May I modestly point out, the quality of Congress will only be as good as the quality of the voters who put them into office. I do not believe the voters are capable of living with representatives who, through program cuts and higher tax rates, put the fiscal house back in order. BOTH parties, upon the alter of electoral success, have offered the voters what they say they want, a free lunch. Any economist of any stripe will quickly state, there is no such thing.
I lectured on Federal Fiscal Policy from the late 70's until the early 2000's. THE problem has always been the American Voter does not want to pay for the government services received. The Laffer Curve, trickle down economics, supply side economics, support the job creators, et.al.; all excuses to spend without raising tax revenues. The political truth is that, to get the fiscal house in order, government spending must be capped (or reduced) and tax rates, for the rich AND the middle class, must go up. Not to worry, both political parties know that the public will not support anyone who supports this so, nothing of significance is going to change. More's the pity.
Mr. Marshall, your personal attacks (Joseph Stieglitz=rotten socialist innards) do nothing to aid in the rebuttal of a position. All too often certainty blinds us to other viewpoints. The only time a person learns (grows intellectually) is when they are confronted with something entirely new or something that contradicts what they already believe to be true. They see they need to change their frame of reference. After being involved in economics for almost 40 years, the one thing I know is that economics (like politics )will always exist and there will always be disagreements on how it should be conducted.

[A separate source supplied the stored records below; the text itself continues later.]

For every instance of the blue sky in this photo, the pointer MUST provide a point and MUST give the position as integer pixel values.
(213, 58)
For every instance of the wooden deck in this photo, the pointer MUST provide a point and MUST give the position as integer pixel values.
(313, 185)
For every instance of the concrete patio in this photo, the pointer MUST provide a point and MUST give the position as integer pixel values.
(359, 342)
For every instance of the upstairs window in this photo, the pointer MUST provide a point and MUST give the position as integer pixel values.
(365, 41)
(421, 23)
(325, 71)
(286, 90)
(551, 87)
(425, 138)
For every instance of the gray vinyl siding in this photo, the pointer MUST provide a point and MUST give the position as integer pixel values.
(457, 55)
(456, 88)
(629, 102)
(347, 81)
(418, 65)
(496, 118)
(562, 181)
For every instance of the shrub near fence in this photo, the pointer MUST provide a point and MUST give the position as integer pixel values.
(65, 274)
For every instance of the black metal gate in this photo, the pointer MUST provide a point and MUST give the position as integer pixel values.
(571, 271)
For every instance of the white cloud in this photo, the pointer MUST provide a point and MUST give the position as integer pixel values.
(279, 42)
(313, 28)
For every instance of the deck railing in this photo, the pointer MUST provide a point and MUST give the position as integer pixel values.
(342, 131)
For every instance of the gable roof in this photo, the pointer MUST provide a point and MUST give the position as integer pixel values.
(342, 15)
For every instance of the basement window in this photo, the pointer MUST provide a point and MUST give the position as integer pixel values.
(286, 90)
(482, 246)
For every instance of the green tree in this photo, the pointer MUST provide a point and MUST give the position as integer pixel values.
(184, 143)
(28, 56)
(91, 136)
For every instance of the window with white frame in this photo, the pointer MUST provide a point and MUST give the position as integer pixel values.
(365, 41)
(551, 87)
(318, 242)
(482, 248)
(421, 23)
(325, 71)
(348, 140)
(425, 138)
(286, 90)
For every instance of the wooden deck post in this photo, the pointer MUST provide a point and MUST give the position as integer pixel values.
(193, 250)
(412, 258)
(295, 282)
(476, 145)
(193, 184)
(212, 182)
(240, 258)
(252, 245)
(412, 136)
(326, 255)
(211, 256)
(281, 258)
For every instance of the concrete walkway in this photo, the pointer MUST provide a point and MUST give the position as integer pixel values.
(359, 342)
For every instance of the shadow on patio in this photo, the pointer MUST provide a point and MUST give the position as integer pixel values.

Hello Mr. Marshall, All viewers of this web site should be grateful you saw fit to reveal the path of economic wisdom to the former chief economist of the IMF. It must be intellectually comfortable; knowing with certainty your understanding of economics is comprehensive and true. With the irrefutable economic counterpoint to Mr. Johnson, he may be tempted to leave the profession. It is obvious your academic/private sector education/experience lends itself to an advisory position in any public or private organization. Their gain would be our loss.